While noted for its high volatility in its early days, particularly in the 2013/2014 period, bitcoin has since stabilised as it matures, arguably becoming as stable as gold.

In a NASDAQ opinion piece, former FX trader and finance journalist Martin Tiller opines: “As I said, I still believe that we are in a disruptive period for Bitcoin in a positive way. The increase in projects using blockchain-like systems is bringing some reasoned coverage and many more are beginning to understand what bitcoin is and how it can be a force for good.”

“The price of bitcoin really doesn’t matter much when it is viewed from an historical perspective, nor is a drop to $300 an existential threat. The volatility that we are seeing, however, when taken as a whole, could easily steer bitcoin away from what I believe to be its true function, that of a currency rather than an investment,” Tiller concluded.

Elaborating on Japan’s investment space, in his interaction with Bitcoin.com, Kaymori highlighted how online currency trading, store loyalty point cards and mobile game tokens were popular forms of speculative investment in Japan. When coupled with deflation and a cultural aversion to investing in stock markets and funds, Japanese retail investors tend towards investing in the forex markets.

“From a liquidity and volume perspective, I think Japan is going to be larger than China. When you look at retail FX, you don’t need any explanation. Japan’s retail FX liquidity already dwarfs any other country in the world,” said Kayamori,

Mindful of this, Quoine is adopting a business-to-business (B2B) trajectory that will see it position itself as an “exchange for exchanges” offering liquidity to established brokerages.
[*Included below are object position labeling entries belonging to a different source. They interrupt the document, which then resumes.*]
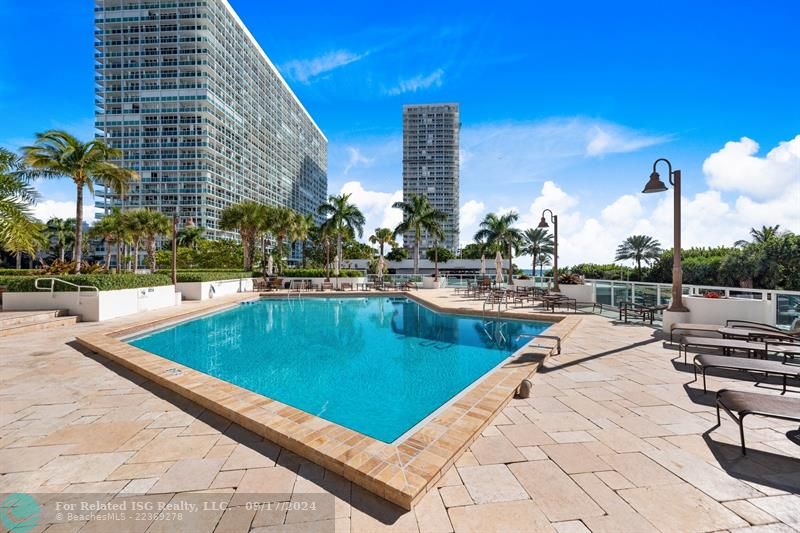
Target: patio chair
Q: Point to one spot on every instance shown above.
(639, 311)
(749, 403)
(408, 285)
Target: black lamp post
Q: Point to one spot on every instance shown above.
(543, 224)
(656, 185)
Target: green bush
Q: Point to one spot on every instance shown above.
(104, 282)
(9, 272)
(193, 276)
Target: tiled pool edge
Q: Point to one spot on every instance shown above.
(400, 473)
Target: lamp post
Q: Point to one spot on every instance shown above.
(655, 184)
(543, 224)
(175, 248)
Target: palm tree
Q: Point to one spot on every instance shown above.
(639, 248)
(154, 224)
(383, 237)
(189, 236)
(105, 229)
(418, 216)
(498, 232)
(134, 229)
(61, 233)
(301, 229)
(760, 235)
(19, 231)
(344, 218)
(248, 219)
(56, 154)
(538, 243)
(282, 225)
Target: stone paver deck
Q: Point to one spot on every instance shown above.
(615, 437)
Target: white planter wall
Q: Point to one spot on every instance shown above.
(202, 290)
(91, 306)
(720, 310)
(319, 281)
(581, 293)
(429, 283)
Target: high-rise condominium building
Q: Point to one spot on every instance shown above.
(201, 113)
(431, 164)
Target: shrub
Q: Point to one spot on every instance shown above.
(193, 276)
(12, 272)
(104, 282)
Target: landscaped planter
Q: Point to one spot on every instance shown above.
(94, 306)
(581, 293)
(204, 290)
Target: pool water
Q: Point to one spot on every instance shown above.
(376, 365)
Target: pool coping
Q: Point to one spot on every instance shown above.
(402, 472)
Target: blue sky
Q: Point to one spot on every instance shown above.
(563, 106)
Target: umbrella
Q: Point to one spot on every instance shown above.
(379, 268)
(498, 267)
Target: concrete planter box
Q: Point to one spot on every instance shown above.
(204, 290)
(719, 310)
(94, 306)
(581, 293)
(428, 282)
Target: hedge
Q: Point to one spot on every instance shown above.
(104, 282)
(9, 272)
(194, 276)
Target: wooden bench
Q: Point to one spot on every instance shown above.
(749, 403)
(775, 368)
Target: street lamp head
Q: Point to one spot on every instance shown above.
(655, 184)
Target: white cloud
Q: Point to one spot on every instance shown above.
(304, 70)
(469, 216)
(376, 206)
(736, 167)
(355, 159)
(531, 151)
(47, 209)
(611, 139)
(417, 83)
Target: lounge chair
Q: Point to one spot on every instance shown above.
(744, 364)
(752, 347)
(749, 403)
(741, 324)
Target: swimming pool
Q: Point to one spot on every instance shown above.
(376, 365)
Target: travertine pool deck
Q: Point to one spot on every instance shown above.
(614, 438)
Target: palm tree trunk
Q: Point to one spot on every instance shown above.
(416, 256)
(510, 267)
(78, 229)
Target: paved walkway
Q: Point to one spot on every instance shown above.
(615, 438)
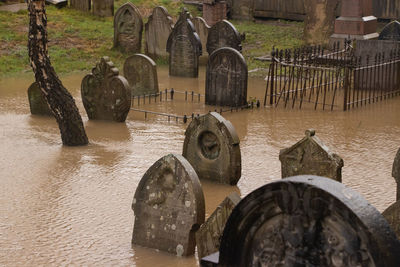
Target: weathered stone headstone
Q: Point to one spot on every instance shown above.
(212, 147)
(310, 156)
(184, 48)
(208, 237)
(158, 29)
(141, 73)
(223, 34)
(105, 94)
(169, 207)
(226, 78)
(37, 102)
(128, 28)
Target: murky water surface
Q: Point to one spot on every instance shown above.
(72, 206)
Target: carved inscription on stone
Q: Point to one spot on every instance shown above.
(141, 73)
(105, 94)
(128, 27)
(310, 156)
(169, 207)
(226, 78)
(212, 147)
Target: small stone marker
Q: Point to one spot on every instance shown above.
(212, 147)
(209, 235)
(223, 34)
(37, 102)
(184, 48)
(158, 28)
(105, 94)
(128, 28)
(169, 207)
(141, 73)
(310, 156)
(226, 78)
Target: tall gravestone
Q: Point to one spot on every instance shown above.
(184, 48)
(141, 73)
(158, 28)
(105, 94)
(226, 78)
(212, 147)
(310, 156)
(128, 28)
(223, 34)
(169, 207)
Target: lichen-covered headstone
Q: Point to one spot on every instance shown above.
(141, 73)
(158, 28)
(226, 78)
(169, 207)
(310, 156)
(223, 34)
(184, 48)
(105, 94)
(37, 102)
(212, 147)
(208, 237)
(128, 28)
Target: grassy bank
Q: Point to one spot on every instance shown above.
(77, 40)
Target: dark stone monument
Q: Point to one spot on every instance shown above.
(212, 147)
(105, 94)
(141, 73)
(184, 48)
(307, 221)
(226, 78)
(158, 28)
(169, 207)
(128, 28)
(223, 34)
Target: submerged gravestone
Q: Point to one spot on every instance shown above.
(105, 94)
(208, 237)
(223, 34)
(158, 28)
(169, 207)
(128, 28)
(226, 78)
(184, 48)
(212, 147)
(310, 156)
(141, 73)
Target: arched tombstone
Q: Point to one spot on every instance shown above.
(141, 73)
(128, 28)
(105, 94)
(212, 147)
(307, 221)
(169, 207)
(226, 78)
(223, 34)
(184, 48)
(158, 28)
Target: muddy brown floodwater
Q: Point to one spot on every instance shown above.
(72, 206)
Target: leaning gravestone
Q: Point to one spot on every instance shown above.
(184, 48)
(169, 207)
(223, 34)
(158, 28)
(105, 94)
(310, 156)
(141, 73)
(128, 28)
(212, 147)
(37, 102)
(226, 78)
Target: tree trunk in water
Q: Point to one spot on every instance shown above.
(59, 99)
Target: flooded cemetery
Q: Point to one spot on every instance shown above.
(196, 162)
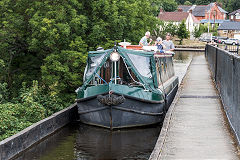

These brokerages will be able to explore and leverage on the possibilities presented by cryptocurrency trading for further revenue growth.

In statements to DEALSTREETASIA in relation to the investment, Kurt Hanson, an angel investor in Quoine, said, “The $20 million in new investment is a vote of confidence in Quoine. With the funds I’m looking forward to seeing the company greatly accelerate and expand its business in Asia and taking bitcoin mainstream. I see Quoine continuing its amazing growth over the next 5 years, especially in the remittance market of developing countries of Asia.”

He continued, “And the company is working on what it calls Banking 3.0, which will turn it into a virtual bank available to one and all – sort of the Uber and AirBnb of banks. The bitcoin market will continue to grow at a slow and steady pace, the challenge will be to convince the average consumer that bitcoin will be of benefit to them.”

Hanson added, “As part of our move to banking 3.0 strategy, we will spin off some of our very own technologies such as the loans platform and work with exiting Fintech companies to make services available via mobile app by tapping into their API’s. Our goal is to provide a full banking solution, ranging form the basic deposits, interest earning accounts, fund transfers via blockchain wallet technologies, to the more advanced features such as loans, wealth management, investments and trading.”